Ils ont cheminé côte à côte pendant plus de deux décennies, de la caserne à la présidence. Mais en l’espace de quelques mois, leur alliance s’est muée en fracture ouverte. Quels sont les véritables ressorts de la rupture entre Mohamed Ould Abdel Aziz et Mohamed Ould Ghazouani ? Analyse factuelle d’un divorce politique au sommet de l’État mauritanien.

Aziz et Ghazouani : Une camaraderie forgée dans l’armée

Mohamed Ould Abdel Aziz et Mohamed Ould Ghazouani sont issus de la même génération militaire. Leur amitié remonte aux années 1980, lorsqu’ils servaient ensemble dans les rangs de l’armée mauritanienne. Ensemble, ils ont participé au renversement du président Maaouiya Ould Sid’Ahmed Taya en 2005, puis au coup d’État de 2008 qui propulsa Aziz à la tête du pays.

Durant la décennie de pouvoir d’Ould Abdel Aziz (2009–2019), Ghazouani fut tour à tour chef d’état-major des armées, puis ministre de la Défense.
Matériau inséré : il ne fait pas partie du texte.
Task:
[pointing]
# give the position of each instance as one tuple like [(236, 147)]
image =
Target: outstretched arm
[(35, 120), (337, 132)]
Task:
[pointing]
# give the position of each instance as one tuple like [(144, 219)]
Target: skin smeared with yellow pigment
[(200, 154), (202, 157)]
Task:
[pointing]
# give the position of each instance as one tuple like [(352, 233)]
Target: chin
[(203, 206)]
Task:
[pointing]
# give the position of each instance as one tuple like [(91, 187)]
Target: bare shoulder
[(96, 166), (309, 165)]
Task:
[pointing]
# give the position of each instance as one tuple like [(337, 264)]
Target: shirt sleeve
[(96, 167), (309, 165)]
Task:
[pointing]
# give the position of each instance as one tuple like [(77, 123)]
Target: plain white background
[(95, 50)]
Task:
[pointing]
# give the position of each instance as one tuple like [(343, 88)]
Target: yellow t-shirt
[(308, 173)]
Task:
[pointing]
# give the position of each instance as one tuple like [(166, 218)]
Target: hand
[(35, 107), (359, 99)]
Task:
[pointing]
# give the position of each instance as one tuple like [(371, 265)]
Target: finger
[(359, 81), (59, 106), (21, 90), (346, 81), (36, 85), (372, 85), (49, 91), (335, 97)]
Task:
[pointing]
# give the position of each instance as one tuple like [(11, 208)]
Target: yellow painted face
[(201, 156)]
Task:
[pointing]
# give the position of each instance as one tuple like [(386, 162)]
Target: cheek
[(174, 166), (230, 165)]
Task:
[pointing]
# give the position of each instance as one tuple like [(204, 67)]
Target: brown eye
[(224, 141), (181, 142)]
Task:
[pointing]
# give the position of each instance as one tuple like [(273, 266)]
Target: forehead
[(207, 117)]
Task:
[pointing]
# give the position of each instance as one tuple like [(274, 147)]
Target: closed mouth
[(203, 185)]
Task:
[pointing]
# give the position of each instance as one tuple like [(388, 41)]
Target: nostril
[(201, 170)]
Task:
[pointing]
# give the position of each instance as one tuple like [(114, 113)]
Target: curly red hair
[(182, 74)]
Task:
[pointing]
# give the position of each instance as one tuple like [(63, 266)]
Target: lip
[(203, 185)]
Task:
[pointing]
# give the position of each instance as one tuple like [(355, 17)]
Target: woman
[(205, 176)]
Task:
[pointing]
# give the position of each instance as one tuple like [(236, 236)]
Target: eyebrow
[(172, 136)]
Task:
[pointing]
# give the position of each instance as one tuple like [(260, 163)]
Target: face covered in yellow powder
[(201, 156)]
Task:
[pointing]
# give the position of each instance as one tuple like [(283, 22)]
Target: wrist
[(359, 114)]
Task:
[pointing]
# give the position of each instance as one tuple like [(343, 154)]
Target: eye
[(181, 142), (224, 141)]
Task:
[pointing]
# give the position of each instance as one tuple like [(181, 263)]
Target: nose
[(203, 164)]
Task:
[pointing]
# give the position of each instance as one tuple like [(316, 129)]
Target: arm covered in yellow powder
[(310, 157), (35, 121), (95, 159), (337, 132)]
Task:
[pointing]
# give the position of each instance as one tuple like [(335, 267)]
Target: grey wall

Homme de confiance du président, il était perçu comme un pilier discret du régime.

2019 : la transition qui devait rassurer

Lorsque Mohamed Ould Abdel Aziz annonça en 2019 son départ de la présidence, il désigna Ghazouani comme son successeur naturel, orchestrant sa candidature sous la bannière de l’Union pour la République (UPR). L’élection fut remportée par Ghazouani dès le premier tour, dans une atmosphère de stabilité apparente.

Mais rapidement après son investiture, des signes de distanciation émergèrent. Le style de gouvernance du nouveau président, plus consensuel et moins autoritaire, contrastait avec celui de son prédécesseur.

Les raisons profondes de la rupture : que disent les faits ?

1. Le contrôle du parti UPR : le point de bascule

Le tournant décisif est survenu en fin 2019-début 2020, lorsque Mohamed Ould Abdel Aziz tenta de reprendre les rênes de l’UPR, affirmant qu’il en restait le président fondateur. Mais les instances du parti, avec le soutien tacite du président Ghazouani, répliquèrent en neutralisant cette tentative. Une réunion du Conseil national de l’UPR officialisa le soutien de la majorité des cadres au nouveau chef de l’État.

→Fait avéré : Aziz a tenté de s’imposer comme leader du parti après son départ, ce qui a été perçu comme une volonté de continuer à influencer le pouvoir. Ghazouani, en consolidant son autorité sur l’UPR, a affirmé son autonomie politique.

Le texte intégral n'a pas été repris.